Nous interprétons généralement les choses à l’aune de ce qu’on nous en a dit. L’éducation est décisive dans notre manière de comprendre le corps.
Aujourd’hui, la signification du corps est très largement déterminée par notre « société technicienne ». Peut-il être autre chose « qu’un outil, un véhicule » pour traverser le temps ? La responsabilité de l’Eglise consiste à aider toute personne à concevoir que le corps est bien autre chose.

Nous n’aurions pas besoin de révélation si nous savions par nous-mêmes ce qu’est le corps humain et ce qu’est sa destinée. Il est très probable que le corps humain ne soit pas ce que nous pensons qu’il est, et qu’il nous reste à découvrir sa signification, en accueillant le Seigneur Jésus, Lui qui a assumé notre nature corporelle.
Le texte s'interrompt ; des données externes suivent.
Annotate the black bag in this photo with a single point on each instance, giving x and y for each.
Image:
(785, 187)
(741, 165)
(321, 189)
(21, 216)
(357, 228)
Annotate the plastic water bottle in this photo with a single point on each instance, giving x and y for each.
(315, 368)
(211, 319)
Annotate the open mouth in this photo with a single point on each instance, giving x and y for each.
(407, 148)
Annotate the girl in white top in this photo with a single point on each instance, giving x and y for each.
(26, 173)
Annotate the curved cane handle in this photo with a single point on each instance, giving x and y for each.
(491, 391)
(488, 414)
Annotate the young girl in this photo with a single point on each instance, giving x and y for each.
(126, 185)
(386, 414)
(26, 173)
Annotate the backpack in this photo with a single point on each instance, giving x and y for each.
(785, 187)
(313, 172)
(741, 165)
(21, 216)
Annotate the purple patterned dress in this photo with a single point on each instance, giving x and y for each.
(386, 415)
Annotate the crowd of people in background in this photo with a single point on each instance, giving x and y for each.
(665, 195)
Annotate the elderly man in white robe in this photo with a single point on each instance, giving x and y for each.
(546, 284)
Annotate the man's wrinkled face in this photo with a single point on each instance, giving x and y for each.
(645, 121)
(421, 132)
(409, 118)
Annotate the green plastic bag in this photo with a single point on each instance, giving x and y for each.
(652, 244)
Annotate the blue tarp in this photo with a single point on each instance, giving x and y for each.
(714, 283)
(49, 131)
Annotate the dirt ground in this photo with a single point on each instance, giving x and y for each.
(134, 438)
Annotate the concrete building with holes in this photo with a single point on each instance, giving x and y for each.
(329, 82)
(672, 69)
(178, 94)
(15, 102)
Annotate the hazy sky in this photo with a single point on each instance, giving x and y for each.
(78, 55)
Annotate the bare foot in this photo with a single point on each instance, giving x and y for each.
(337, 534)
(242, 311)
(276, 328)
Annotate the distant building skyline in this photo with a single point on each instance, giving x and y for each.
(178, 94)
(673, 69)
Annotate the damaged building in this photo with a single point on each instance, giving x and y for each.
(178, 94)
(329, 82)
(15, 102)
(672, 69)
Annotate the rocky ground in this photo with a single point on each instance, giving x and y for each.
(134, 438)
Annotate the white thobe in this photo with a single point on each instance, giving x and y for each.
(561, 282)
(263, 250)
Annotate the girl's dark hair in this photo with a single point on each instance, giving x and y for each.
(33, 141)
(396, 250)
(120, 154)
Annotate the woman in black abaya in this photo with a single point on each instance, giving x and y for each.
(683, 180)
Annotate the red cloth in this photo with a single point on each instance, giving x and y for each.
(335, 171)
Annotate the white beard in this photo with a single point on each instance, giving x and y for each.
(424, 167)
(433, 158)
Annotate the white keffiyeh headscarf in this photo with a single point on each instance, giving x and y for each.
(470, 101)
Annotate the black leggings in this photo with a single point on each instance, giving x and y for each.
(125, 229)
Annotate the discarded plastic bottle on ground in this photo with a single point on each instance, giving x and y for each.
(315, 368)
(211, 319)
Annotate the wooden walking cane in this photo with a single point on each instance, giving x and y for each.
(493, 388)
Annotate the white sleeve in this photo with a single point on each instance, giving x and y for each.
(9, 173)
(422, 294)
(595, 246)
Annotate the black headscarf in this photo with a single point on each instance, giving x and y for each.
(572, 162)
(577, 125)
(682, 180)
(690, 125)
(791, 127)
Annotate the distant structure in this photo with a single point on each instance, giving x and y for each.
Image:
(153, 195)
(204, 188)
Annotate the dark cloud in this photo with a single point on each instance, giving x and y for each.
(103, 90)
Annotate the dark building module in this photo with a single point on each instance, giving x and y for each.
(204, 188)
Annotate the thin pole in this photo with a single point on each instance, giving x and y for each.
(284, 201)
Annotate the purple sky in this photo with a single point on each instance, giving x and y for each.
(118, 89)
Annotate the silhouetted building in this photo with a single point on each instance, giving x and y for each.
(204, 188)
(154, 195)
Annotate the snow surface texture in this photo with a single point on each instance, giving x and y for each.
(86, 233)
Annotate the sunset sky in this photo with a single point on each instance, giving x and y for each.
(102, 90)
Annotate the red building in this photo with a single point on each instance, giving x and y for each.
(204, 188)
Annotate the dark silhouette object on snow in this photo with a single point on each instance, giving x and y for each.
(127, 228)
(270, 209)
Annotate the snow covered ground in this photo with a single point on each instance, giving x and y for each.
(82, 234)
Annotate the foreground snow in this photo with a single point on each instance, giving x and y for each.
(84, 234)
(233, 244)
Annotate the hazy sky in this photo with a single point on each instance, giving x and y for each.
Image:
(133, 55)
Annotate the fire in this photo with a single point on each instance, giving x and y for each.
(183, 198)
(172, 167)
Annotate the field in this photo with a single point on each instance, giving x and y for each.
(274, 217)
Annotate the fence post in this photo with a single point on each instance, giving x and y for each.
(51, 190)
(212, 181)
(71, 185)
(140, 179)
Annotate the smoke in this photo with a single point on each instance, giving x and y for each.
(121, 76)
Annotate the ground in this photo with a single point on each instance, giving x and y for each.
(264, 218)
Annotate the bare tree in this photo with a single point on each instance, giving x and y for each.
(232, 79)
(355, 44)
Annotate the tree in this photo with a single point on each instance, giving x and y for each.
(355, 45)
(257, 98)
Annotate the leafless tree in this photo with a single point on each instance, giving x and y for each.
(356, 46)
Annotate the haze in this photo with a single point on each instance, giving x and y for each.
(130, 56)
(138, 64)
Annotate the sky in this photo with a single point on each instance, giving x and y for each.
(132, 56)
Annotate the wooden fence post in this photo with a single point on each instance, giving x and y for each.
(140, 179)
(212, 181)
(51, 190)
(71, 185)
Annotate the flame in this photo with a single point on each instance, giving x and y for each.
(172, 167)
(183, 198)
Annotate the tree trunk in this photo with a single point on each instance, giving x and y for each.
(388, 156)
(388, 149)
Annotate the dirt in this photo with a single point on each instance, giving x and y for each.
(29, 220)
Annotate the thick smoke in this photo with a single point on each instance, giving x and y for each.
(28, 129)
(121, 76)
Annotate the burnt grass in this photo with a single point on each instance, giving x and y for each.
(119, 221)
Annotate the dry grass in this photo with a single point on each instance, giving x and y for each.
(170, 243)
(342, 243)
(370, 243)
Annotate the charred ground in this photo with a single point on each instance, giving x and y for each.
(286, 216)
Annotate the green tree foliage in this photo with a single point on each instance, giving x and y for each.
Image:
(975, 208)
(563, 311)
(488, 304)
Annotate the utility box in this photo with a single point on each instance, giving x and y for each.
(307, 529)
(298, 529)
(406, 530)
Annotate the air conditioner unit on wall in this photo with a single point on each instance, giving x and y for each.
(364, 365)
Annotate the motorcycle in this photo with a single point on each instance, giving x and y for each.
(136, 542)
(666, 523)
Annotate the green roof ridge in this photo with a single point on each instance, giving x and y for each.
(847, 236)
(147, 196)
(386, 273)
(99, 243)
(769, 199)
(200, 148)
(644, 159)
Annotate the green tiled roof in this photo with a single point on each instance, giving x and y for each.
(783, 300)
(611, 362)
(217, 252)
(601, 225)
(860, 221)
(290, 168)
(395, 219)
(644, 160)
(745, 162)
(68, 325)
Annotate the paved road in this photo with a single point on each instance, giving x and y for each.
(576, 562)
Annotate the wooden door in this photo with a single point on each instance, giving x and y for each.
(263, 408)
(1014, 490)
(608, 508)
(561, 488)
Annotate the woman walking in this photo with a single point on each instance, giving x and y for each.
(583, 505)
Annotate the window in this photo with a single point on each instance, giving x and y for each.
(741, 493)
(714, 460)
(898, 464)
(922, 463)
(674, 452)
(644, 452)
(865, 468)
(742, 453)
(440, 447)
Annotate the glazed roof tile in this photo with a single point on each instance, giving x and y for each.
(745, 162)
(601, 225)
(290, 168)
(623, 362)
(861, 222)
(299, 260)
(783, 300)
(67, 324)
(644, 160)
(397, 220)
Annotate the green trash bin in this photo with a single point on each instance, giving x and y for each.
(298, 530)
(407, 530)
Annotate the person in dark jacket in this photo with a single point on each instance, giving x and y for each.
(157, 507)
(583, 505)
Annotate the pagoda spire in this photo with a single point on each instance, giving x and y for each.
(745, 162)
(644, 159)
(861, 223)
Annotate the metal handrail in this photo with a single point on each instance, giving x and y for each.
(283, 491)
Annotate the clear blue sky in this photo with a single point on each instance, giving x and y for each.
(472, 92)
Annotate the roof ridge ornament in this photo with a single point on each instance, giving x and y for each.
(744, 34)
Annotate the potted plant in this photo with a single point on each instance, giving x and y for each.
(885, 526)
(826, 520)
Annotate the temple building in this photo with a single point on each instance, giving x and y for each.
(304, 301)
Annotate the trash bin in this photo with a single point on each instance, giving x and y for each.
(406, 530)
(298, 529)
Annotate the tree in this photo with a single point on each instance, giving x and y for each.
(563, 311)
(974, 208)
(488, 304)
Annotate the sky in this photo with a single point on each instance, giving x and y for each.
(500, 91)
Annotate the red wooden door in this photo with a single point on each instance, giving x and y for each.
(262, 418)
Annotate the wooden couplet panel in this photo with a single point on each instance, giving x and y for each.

En ce temps de carême, souvenons-nous que l’enjeu central de la Révélation culmine dans l’Incarnation, par laquelle l’humanité est reconduite à la pleine connaissance de la nature et de la vocation du corps humain : sa résurrection et sa glorification.

Pour que notre société s’ouvre à l’espérance chrétienne, et soit libérée de sa tentation de transformer le corps, il faut que les chrétiens en aient eux-mêmes une idée claire. En nous rendant ensemble à la Cathédrale Russe de la Sainte Trinité de nos frères et sœurs orthodoxes, méditons sur la grâce de notre baptême, marchons à la suite du Seigneur vers la joie de Pâques.